Until the world’s most-loved football team showed up on Thursday night and at one point, lifted their game and with it, lifted everything. The event, the spectators and plus millions watching at home. The World Cup may have begun last Sunday, with its ceremonies, noisy news and fixture spinout, but only when Brazil played their first game, did it feel like Qatar 22 had actually taken off.
Now about that goal. Richarlison (full name Richarlison de Andrade) had already scored a goal minutes before his mid-air, taekwondo special. Serbia had been resolute, sturdy, unyielding. When the moment came, Brazil shifted a gear, Richarlison pushed past a defender and stabbed the ball home for his first goal. TV said that until then that he had just had three touches on the ball. By the time the match ended, The Athletic reported Richarlison had 25 touches on the ball, the least of anyone in his starting XI.
On one of those, Richarlison created what should remain counted amongst the goals of this World Cup right to its very last day. In a blink of an eye with a whiplash of movement, he found the most direct, but somewhat complicated path for the ball on its downward journey into goal – torso twisting, feet off the ground. Fun fact: at point of contact with Richarlison’s boot, the ball was around head height of Serbian defender Milos Veljkovic, who is 6ft2in tall.
This is what Brazil can do to a World Cup football – take it from rupture to rapture.
Yet, it is not as if the world should not or will not intersect with a FIFA World Cup in the many ways it has before the start of Qatar 22. No matter what FIFA’s governors believe or decree, a platform as large as their World Cup – and not only in Qatar, it must be said – is the best place for athletes, teams, nations to show support, demonstrate protest and call for change.
But when football shows up at its most transcendent, like it did on Thursday night, it gives our most anguished and angry selves a chance to breathe. Despite the cynical and Machiavellian manoueverings of the modern sporting ecosystem, live sport – high-quality live sport – has the power to suspend our reality, put it on hold, repair the spirit and re-stock our energies. It is what Brazil did.

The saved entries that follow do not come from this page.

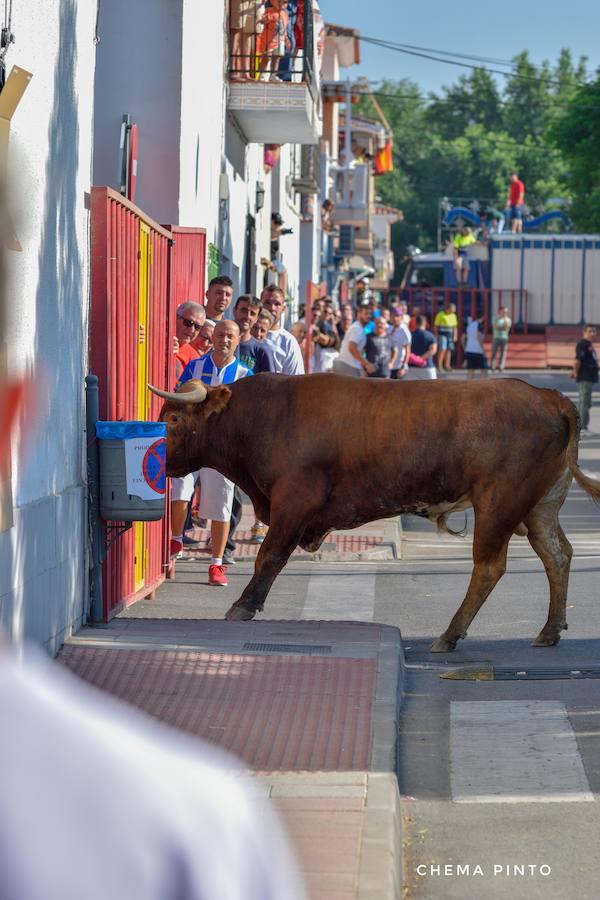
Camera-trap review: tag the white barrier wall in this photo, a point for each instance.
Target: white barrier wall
(43, 560)
(561, 274)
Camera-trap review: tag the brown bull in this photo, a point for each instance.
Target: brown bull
(323, 452)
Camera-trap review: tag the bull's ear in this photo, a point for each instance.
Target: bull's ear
(216, 401)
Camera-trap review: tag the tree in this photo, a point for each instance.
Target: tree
(473, 100)
(576, 135)
(465, 141)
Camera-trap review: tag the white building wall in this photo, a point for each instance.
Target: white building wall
(202, 116)
(139, 72)
(287, 202)
(42, 557)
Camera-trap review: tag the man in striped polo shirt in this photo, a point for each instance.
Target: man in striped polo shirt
(216, 491)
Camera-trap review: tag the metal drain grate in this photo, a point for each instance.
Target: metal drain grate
(306, 649)
(543, 674)
(489, 673)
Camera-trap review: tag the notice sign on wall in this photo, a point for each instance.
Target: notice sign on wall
(145, 460)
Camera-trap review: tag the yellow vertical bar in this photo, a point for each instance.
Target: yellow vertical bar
(143, 397)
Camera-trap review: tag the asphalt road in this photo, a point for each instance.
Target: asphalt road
(494, 773)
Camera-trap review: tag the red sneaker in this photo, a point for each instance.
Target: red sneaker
(176, 548)
(216, 575)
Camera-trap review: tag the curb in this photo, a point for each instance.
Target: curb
(380, 872)
(392, 532)
(389, 694)
(380, 857)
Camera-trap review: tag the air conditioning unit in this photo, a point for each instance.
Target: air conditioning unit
(309, 180)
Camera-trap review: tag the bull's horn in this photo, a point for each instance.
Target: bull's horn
(196, 394)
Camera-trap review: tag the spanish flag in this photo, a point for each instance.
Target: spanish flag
(383, 159)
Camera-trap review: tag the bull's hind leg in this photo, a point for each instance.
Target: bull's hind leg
(295, 502)
(551, 545)
(490, 546)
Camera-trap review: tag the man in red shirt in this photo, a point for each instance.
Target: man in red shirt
(190, 319)
(514, 202)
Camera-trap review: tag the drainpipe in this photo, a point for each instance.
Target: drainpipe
(96, 528)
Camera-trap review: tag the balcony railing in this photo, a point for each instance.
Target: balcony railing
(272, 86)
(308, 181)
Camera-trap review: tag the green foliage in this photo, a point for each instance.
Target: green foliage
(465, 141)
(576, 135)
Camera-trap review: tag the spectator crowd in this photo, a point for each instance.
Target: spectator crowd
(221, 342)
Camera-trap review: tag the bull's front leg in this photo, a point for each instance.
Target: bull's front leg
(295, 501)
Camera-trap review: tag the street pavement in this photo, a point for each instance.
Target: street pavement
(494, 774)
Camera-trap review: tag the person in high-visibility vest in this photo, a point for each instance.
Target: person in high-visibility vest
(463, 239)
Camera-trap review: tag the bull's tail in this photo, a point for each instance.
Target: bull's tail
(590, 485)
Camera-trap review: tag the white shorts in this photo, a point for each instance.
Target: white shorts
(216, 493)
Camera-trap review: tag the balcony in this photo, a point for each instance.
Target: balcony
(351, 196)
(309, 179)
(272, 92)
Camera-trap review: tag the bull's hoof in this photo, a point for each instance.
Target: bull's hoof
(442, 645)
(239, 613)
(546, 640)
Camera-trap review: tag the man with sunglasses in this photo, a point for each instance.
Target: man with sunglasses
(190, 319)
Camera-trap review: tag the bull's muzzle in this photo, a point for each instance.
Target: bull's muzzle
(190, 392)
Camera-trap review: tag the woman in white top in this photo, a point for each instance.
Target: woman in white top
(475, 357)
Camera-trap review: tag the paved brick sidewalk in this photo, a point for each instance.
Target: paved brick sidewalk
(311, 707)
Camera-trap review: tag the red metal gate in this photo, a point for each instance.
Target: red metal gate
(187, 266)
(132, 327)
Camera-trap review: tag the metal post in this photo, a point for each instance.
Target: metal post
(96, 527)
(348, 144)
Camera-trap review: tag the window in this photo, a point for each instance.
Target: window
(6, 508)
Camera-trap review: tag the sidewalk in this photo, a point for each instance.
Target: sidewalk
(311, 707)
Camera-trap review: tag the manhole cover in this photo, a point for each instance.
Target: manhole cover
(307, 649)
(533, 673)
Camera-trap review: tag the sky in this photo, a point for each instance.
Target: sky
(494, 29)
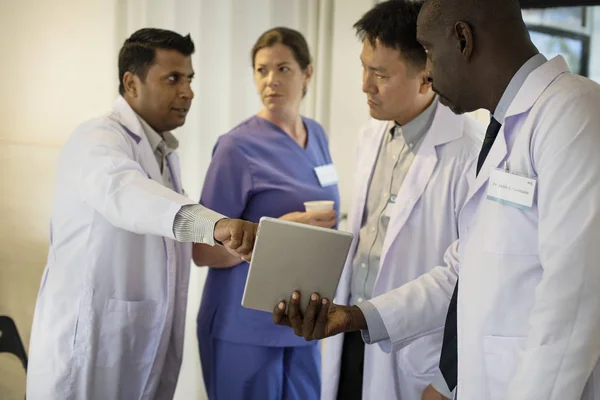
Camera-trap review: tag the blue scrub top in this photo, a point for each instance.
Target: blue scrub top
(258, 170)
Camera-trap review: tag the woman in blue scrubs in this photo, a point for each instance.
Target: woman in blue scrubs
(263, 167)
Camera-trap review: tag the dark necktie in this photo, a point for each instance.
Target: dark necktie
(449, 356)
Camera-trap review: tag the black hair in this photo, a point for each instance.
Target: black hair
(394, 24)
(138, 52)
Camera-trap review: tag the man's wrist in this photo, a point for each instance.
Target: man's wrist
(215, 229)
(357, 319)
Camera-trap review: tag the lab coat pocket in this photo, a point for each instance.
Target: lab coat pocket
(501, 358)
(127, 332)
(422, 357)
(509, 230)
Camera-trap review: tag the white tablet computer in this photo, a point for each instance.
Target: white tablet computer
(289, 256)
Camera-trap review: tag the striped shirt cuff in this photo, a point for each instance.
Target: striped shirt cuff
(377, 331)
(196, 223)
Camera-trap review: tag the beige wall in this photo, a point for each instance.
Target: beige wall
(57, 71)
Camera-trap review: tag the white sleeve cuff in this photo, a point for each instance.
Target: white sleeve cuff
(439, 384)
(376, 330)
(196, 223)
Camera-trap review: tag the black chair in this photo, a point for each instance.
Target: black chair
(10, 341)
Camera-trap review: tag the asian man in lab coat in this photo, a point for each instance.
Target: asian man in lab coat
(523, 322)
(409, 191)
(109, 318)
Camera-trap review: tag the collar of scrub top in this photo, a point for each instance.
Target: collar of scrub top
(517, 81)
(415, 129)
(165, 143)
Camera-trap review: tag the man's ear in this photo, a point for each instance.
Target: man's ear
(463, 34)
(131, 84)
(425, 81)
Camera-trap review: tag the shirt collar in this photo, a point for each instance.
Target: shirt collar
(415, 129)
(515, 85)
(155, 139)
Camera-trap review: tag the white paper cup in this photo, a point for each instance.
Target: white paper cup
(319, 205)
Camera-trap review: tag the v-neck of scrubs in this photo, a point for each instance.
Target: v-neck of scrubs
(277, 127)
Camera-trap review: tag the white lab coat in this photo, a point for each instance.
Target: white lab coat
(529, 292)
(116, 330)
(423, 223)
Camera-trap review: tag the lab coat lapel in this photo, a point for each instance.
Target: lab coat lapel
(495, 157)
(537, 82)
(446, 127)
(175, 167)
(127, 118)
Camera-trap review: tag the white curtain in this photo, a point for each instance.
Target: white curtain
(224, 32)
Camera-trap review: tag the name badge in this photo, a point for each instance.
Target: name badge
(511, 189)
(327, 175)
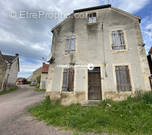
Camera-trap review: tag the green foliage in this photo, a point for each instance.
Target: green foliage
(132, 116)
(8, 91)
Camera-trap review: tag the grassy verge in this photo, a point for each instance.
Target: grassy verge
(39, 90)
(132, 116)
(8, 91)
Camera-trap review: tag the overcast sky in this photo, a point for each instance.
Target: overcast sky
(25, 25)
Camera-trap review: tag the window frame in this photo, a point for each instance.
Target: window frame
(125, 40)
(68, 49)
(93, 19)
(68, 77)
(130, 75)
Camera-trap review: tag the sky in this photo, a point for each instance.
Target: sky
(25, 25)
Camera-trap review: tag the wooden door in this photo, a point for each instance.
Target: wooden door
(94, 84)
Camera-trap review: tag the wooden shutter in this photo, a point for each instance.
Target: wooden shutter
(65, 80)
(70, 45)
(118, 41)
(123, 78)
(71, 79)
(68, 79)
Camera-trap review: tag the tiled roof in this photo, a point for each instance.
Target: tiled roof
(150, 51)
(45, 68)
(9, 58)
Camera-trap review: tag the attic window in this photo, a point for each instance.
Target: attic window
(118, 40)
(92, 18)
(70, 45)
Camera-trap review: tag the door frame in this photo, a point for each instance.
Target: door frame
(102, 92)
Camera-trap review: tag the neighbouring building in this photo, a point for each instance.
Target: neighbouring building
(21, 81)
(36, 74)
(109, 41)
(9, 68)
(44, 76)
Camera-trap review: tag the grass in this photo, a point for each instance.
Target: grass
(132, 116)
(8, 91)
(39, 90)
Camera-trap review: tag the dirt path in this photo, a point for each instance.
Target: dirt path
(14, 118)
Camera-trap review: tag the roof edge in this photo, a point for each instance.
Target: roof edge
(92, 8)
(127, 13)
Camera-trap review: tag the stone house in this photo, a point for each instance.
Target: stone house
(108, 41)
(9, 68)
(36, 74)
(44, 76)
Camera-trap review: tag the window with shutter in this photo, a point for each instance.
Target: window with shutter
(70, 45)
(118, 41)
(92, 18)
(68, 80)
(123, 78)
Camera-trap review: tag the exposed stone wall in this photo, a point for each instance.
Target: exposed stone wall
(93, 45)
(117, 96)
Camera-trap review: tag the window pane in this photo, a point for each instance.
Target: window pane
(72, 44)
(65, 80)
(92, 18)
(123, 78)
(118, 42)
(67, 44)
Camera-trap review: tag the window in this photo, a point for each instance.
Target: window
(70, 45)
(123, 78)
(68, 79)
(118, 42)
(92, 18)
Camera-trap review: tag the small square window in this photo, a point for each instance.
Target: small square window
(92, 18)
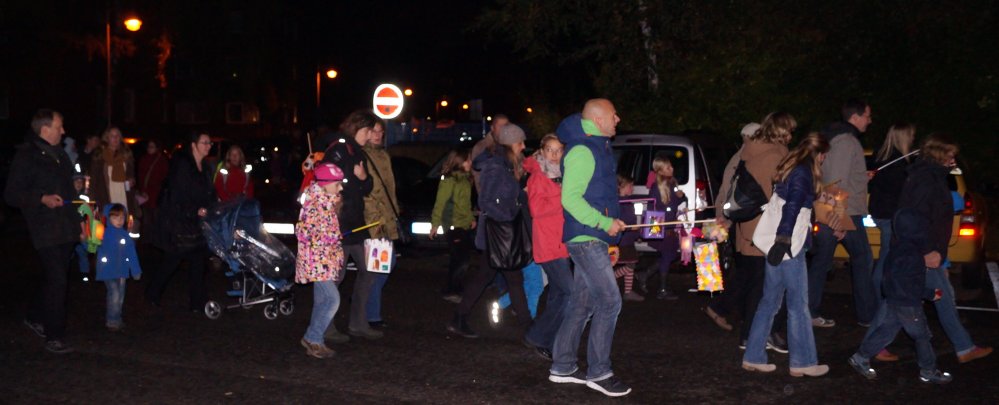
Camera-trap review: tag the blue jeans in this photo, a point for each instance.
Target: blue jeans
(326, 300)
(595, 298)
(913, 320)
(789, 276)
(947, 312)
(115, 298)
(857, 245)
(542, 332)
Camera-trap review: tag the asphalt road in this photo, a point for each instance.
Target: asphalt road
(669, 352)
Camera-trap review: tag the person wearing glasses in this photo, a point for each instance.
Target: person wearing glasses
(187, 195)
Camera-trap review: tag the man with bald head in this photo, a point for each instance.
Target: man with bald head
(590, 206)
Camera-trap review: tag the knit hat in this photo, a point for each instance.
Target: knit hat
(327, 173)
(510, 134)
(750, 129)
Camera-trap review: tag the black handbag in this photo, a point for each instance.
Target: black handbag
(508, 243)
(745, 199)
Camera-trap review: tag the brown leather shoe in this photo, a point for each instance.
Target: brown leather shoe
(885, 355)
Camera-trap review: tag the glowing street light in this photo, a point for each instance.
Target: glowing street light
(133, 24)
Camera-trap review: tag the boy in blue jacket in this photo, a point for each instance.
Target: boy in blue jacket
(116, 261)
(904, 288)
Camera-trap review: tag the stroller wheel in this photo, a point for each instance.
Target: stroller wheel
(270, 311)
(213, 310)
(286, 307)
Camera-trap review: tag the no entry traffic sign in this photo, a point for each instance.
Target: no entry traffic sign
(388, 101)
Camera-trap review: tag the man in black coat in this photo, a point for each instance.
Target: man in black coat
(40, 184)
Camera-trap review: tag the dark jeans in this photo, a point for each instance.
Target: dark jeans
(363, 284)
(913, 320)
(460, 243)
(195, 277)
(49, 304)
(481, 279)
(542, 333)
(861, 266)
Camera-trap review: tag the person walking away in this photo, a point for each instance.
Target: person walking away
(188, 194)
(733, 298)
(117, 261)
(846, 167)
(885, 187)
(232, 176)
(346, 153)
(591, 211)
(926, 191)
(501, 198)
(40, 184)
(544, 199)
(453, 212)
(797, 183)
(320, 258)
(627, 254)
(381, 206)
(905, 289)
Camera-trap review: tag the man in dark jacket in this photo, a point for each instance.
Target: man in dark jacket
(41, 185)
(905, 289)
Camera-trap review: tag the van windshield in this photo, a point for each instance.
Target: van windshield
(636, 161)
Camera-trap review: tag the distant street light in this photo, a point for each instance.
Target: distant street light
(133, 24)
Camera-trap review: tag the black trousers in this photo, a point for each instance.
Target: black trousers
(461, 243)
(195, 276)
(481, 278)
(48, 306)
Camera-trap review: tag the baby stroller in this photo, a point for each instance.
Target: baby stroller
(261, 268)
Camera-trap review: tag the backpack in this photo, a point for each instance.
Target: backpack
(745, 199)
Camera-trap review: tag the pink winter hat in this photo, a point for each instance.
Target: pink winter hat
(327, 173)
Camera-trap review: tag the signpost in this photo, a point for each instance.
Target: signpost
(388, 101)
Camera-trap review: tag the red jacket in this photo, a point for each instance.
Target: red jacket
(544, 198)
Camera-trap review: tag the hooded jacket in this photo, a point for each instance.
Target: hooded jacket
(589, 183)
(761, 160)
(926, 191)
(39, 169)
(544, 198)
(845, 163)
(905, 274)
(116, 257)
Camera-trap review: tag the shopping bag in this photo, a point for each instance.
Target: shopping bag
(709, 276)
(379, 255)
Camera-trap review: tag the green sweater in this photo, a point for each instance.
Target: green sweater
(453, 206)
(579, 167)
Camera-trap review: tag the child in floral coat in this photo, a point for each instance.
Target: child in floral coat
(320, 254)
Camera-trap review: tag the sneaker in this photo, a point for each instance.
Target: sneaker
(577, 377)
(862, 366)
(718, 319)
(58, 347)
(885, 355)
(667, 295)
(633, 296)
(817, 370)
(935, 377)
(777, 343)
(763, 368)
(610, 386)
(976, 353)
(460, 327)
(317, 350)
(335, 336)
(366, 333)
(35, 327)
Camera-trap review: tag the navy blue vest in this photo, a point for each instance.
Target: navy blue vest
(601, 193)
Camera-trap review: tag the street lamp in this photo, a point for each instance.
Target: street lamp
(132, 24)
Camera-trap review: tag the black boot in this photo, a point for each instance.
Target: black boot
(459, 326)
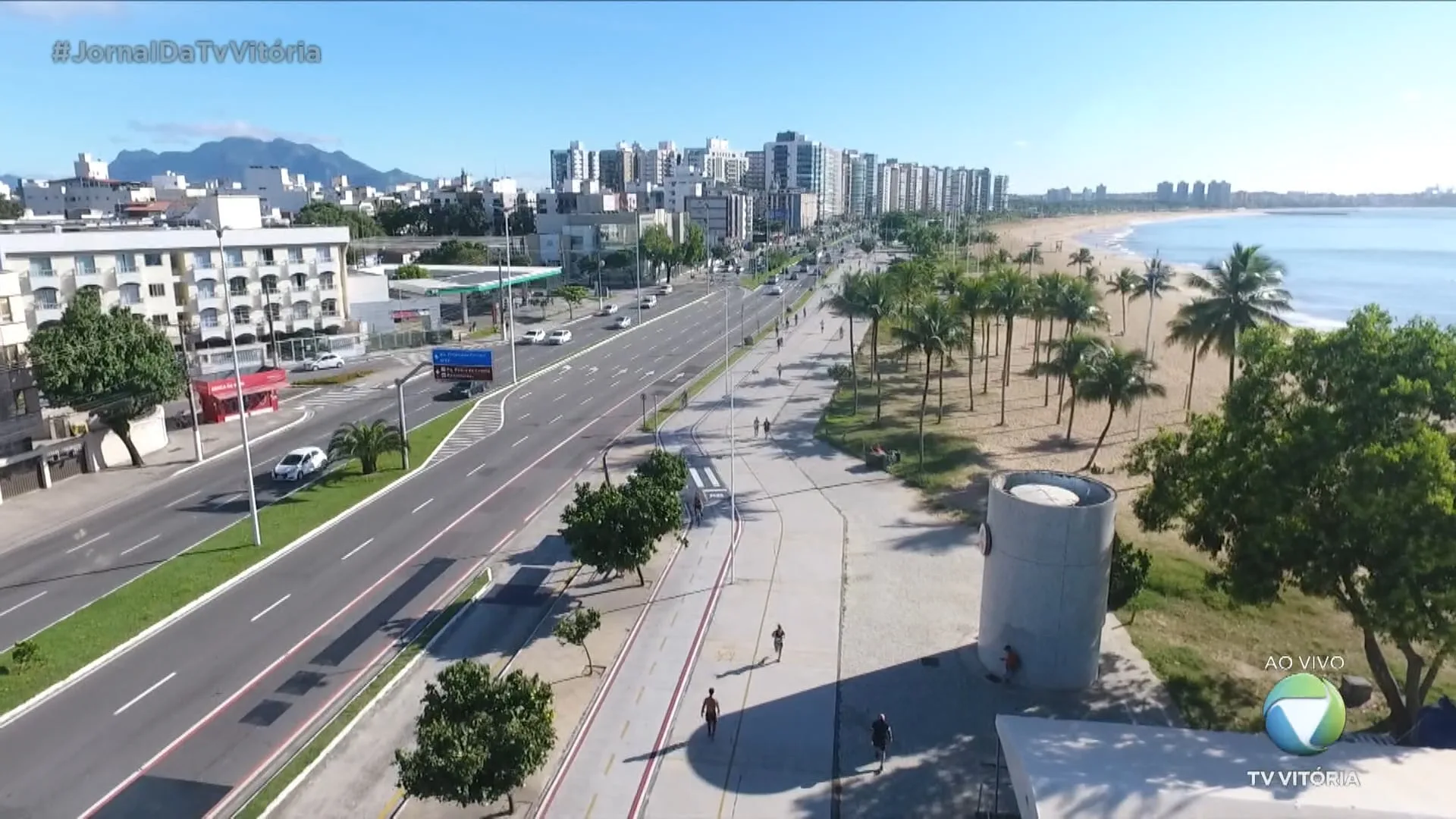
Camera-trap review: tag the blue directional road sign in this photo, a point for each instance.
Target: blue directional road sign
(453, 363)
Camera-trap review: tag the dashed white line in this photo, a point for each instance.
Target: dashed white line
(88, 542)
(137, 698)
(357, 548)
(22, 602)
(124, 553)
(256, 617)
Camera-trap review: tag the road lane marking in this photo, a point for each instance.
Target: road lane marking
(22, 602)
(139, 545)
(256, 617)
(88, 542)
(137, 698)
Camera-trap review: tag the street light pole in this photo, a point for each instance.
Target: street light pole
(237, 388)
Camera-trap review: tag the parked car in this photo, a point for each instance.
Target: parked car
(325, 362)
(300, 464)
(466, 390)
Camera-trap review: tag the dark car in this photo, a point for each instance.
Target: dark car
(466, 390)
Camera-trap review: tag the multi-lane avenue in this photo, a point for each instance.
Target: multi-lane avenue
(174, 726)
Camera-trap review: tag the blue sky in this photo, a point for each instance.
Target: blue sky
(1340, 96)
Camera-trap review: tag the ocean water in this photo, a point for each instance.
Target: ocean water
(1400, 259)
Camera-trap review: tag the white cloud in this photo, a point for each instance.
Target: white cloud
(184, 133)
(55, 11)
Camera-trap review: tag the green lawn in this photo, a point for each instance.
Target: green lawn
(88, 634)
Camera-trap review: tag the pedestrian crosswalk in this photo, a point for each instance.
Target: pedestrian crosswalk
(479, 423)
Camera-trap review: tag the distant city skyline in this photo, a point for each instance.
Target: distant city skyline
(1289, 112)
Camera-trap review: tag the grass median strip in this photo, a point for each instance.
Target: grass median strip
(306, 755)
(88, 634)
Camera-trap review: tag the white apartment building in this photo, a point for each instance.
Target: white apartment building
(280, 280)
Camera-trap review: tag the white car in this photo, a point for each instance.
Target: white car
(300, 464)
(325, 362)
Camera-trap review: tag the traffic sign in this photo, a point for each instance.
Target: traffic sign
(453, 363)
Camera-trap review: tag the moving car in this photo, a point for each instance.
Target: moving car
(300, 464)
(325, 362)
(466, 390)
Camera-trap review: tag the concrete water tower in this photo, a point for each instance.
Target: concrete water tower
(1049, 550)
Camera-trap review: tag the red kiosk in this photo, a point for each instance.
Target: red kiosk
(218, 400)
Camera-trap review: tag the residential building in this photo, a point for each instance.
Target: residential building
(283, 280)
(797, 210)
(724, 218)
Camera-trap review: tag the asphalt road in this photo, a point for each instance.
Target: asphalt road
(171, 727)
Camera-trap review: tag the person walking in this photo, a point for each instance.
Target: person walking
(710, 713)
(880, 736)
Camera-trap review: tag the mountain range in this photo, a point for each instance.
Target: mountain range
(228, 158)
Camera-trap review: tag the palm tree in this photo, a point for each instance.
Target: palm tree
(1081, 257)
(1120, 378)
(366, 442)
(1187, 333)
(925, 331)
(1123, 284)
(970, 305)
(1009, 297)
(1241, 292)
(1068, 359)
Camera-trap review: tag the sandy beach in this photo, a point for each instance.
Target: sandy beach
(1033, 438)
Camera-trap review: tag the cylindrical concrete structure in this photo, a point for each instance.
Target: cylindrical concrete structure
(1044, 586)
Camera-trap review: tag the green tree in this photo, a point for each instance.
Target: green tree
(109, 363)
(576, 629)
(1120, 379)
(366, 444)
(1123, 286)
(1239, 292)
(1331, 469)
(573, 295)
(478, 736)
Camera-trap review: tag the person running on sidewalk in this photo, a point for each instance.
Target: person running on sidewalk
(711, 713)
(880, 736)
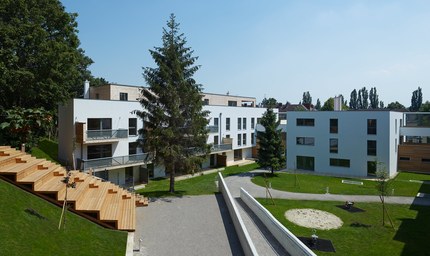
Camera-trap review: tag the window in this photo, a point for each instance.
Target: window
(99, 151)
(371, 147)
(232, 103)
(132, 148)
(308, 141)
(132, 126)
(371, 168)
(333, 126)
(123, 96)
(305, 122)
(339, 162)
(305, 162)
(99, 123)
(333, 146)
(371, 126)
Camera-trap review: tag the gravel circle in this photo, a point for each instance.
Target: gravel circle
(312, 218)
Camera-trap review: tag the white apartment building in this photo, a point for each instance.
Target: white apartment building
(344, 143)
(98, 133)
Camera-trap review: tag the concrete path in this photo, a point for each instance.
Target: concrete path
(244, 180)
(190, 225)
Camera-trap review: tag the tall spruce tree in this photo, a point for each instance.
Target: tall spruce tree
(271, 152)
(174, 120)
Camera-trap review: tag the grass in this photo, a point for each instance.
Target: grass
(47, 149)
(308, 183)
(23, 233)
(409, 238)
(198, 185)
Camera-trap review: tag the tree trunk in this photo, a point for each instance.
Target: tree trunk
(172, 179)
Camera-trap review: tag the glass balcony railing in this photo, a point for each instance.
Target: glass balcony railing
(106, 134)
(115, 161)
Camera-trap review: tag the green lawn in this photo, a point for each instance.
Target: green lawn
(23, 233)
(47, 149)
(307, 183)
(198, 185)
(409, 238)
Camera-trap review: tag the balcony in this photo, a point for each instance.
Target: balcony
(212, 128)
(84, 136)
(118, 161)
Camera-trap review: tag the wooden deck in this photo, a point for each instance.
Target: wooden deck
(113, 206)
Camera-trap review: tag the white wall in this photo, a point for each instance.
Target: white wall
(352, 140)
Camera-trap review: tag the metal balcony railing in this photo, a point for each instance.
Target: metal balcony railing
(213, 128)
(106, 134)
(86, 164)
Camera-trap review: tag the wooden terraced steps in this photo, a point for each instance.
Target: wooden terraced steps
(98, 200)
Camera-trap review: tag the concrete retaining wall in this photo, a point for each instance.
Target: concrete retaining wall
(287, 239)
(244, 238)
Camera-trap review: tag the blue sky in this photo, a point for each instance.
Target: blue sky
(274, 48)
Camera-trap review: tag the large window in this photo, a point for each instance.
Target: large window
(371, 147)
(371, 126)
(333, 145)
(339, 162)
(132, 126)
(99, 124)
(305, 163)
(99, 151)
(305, 122)
(333, 126)
(123, 96)
(308, 141)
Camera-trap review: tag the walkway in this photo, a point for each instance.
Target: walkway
(244, 180)
(190, 225)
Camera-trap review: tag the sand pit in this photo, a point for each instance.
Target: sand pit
(312, 218)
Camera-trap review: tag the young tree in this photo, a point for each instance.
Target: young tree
(416, 100)
(174, 120)
(373, 97)
(353, 101)
(307, 99)
(41, 63)
(271, 152)
(318, 105)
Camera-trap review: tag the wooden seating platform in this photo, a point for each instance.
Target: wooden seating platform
(114, 206)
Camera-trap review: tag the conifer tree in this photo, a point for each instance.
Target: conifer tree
(174, 120)
(271, 152)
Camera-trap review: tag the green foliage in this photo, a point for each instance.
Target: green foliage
(23, 233)
(416, 100)
(269, 103)
(19, 125)
(395, 106)
(307, 99)
(41, 63)
(174, 120)
(271, 152)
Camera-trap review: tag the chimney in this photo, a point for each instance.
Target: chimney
(87, 89)
(338, 103)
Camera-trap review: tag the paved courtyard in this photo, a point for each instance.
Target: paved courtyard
(190, 225)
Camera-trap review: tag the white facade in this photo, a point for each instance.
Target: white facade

When the second round began on Friday afternoon, Iran beat Wales 2-0. The two countries are a spot away from each other in the FIFA rankings – Wales 19, Iran 20. Before the game, the Iranian team mumbled their way through their national anthem. This was in contrast to their stone-faced silence before their first-round match against England as a gesture of solidarity with women-led citizens’ protests which were being ruthlessly crushed around their country. Iran’s footballers reminded us that not all athletes and teams want to be seen as representatives of the state, even though the state is quick to hijack the most popular among them. By half-heartedly singing their way through their anthem and then defeating Wales, Iran’s have become genuine contendors for a place in the knockouts and could change the tenor of the conversation around their squad. Plus having earned themselves a little more breathing room with reference to their hardline rulers.
Qatar22 will always be a world cup of two tones, in both light and shadows, amidst smoke and mirrors. Regardless of the western media’s assessment of their hosts, if one of them were to win the World Cup, say England, Qatar’s sun would only shine brighter. Speaking of the favourites, Brazil next plays Switzerland on Monday night. They haven’t won a World Cup for the last twenty years and so remain, for their countrymen and fans worldwide, not just a team but a footballing emotion.
With a rider. After clearing the head of Richarlison and Co, daylight also reminds us that Brazil’s famous canary yellow jersey has in the recent past been appropriated by the state, associated with their outgoing autocrat-president Jair Bolsonaro. Who was supported as presidential candidate in the recent election by Brazil’s biggest football star, Neymar.
Enjoy the football as it’s happening, folks. The world outside is pretty dire.